His political career began in 1993-94, when he joined the Sikkim Democratic Front (SDF) Party after the Party was founded by his political mentor, Shri Pawan Chamling. Rai joined the SDF in its formative years. He served as the party's General Secretary and has worked at all its various structural levels. He has helped with SDF's manifesto and vision, and continues to work for the party and for the prosperity of the Sikkimese people.

He also served as the Secretary General and later as President of the Akhil Kirat Rai Sangh (AKRS), and Chaired the Other Backwards Classes Association. He also served as the Deputy Chairman of the State Planning Commission of the Government of Sikkim. He is also in the mentor panel of Vision India Foundation a New Delhi based think tank which works on public leadership amongst youth.

As a parliamentarian, he served in various capacities. He was a Member of the Parliamentary Standing Committee on Finance, the Parliamentary Standing Committee on Subordinate Legislation, and the Parliamentary Consultative Committee on Tribal Affairs & DoNER Ministry and led the Parliamentary Committee on Population & Development. During this period, he was also the Secretary General of the North-East MPs’ Forum, Member of the Governing Council of Centre for Environmental Health, Public Health Foundation of India (PHFI) and Integrated Mountain Initiative (IMI), and Member of the Advisory Council of Population Foundation of India (PFI). He was the Chairman of the Library Committee of Parliament in his second term.

Rai also served as chair for the Steering Committee on Anti-Drugs under the Department of Social Justice & Women Empowerment, Government of Sikkim, which has spawned a unique program in Government Schools called SAATHI. He was also the Co-Chair of the Steering Committee of Educational Quality Improvement Program (EQUIP), under the Human Resource Development Department, Government of Sikkim.

Until recently, he also served as the editor of the Political & Economic Journal of Sikkim commenting primarily on Political and Economic issues, and as a SDF Spokesperson.

== Current national and state roles ==
Social platform: Rai currently serves as the President of the Integrated Mountain Initiative (IMI) and writes extensively on Sustainable Mountain Development issues. He also writes about civil society and the issues pertaining to it, some of his articles for Civil Society Magazine can be found here.

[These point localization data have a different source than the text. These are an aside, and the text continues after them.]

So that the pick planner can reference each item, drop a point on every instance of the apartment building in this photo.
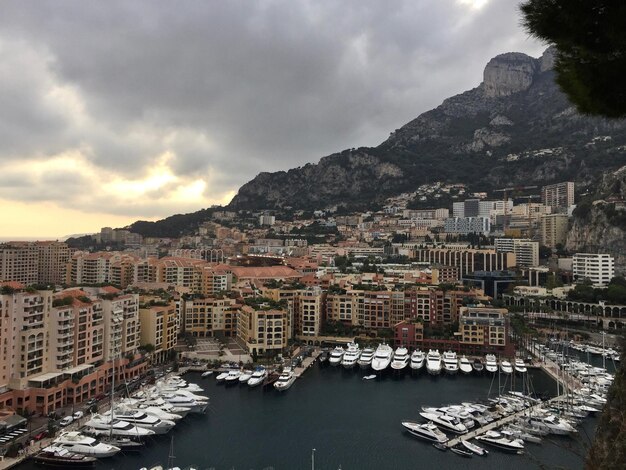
(598, 268)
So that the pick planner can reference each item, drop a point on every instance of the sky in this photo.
(119, 111)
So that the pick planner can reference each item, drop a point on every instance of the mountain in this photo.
(515, 128)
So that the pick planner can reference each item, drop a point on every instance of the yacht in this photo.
(450, 362)
(417, 360)
(351, 355)
(336, 356)
(465, 365)
(81, 444)
(491, 364)
(400, 358)
(449, 423)
(365, 360)
(257, 377)
(382, 358)
(286, 380)
(433, 362)
(427, 431)
(506, 367)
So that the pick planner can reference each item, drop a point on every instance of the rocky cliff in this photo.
(516, 127)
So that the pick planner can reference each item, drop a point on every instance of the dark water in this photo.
(350, 422)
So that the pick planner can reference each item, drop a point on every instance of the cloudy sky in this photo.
(123, 110)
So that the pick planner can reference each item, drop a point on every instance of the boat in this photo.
(474, 448)
(465, 365)
(351, 356)
(506, 367)
(336, 355)
(450, 362)
(520, 366)
(286, 380)
(365, 360)
(55, 456)
(417, 359)
(491, 364)
(400, 358)
(257, 377)
(433, 362)
(497, 440)
(448, 423)
(79, 443)
(427, 431)
(382, 357)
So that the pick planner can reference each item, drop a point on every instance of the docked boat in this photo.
(506, 367)
(81, 444)
(433, 362)
(400, 358)
(427, 431)
(55, 456)
(497, 440)
(520, 366)
(450, 362)
(465, 365)
(351, 356)
(286, 380)
(336, 355)
(417, 359)
(365, 360)
(382, 357)
(491, 364)
(258, 377)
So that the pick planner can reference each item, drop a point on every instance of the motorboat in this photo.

Political platform: He serves as the Senior Vice President of the SDF party and is actively engaged in mentoring youth leaders of the party.

== Awards and accolades ==
Rai has undertaken leadership courses at Yale, Oxford, Harvard and Princeton Universities on invitation. He has also lectured in Universities and Institutions in Tokyo, Japan, sponsored by the Sasakawa Foundation, and has attended the United Nations General Assembly and Security Council working sessions on behalf of the Country seconded by the Ministry of External Affairs in 2018. He was awarded the Eisenhower Fellowship in 2000 for distinguished contribution to the economic and industrial growth of Sikkim.

In 2011, he was awarded Distinguished Alumnus of IIM Ahmedabad, and is also a Notable Alumnus of IIT Kanpur.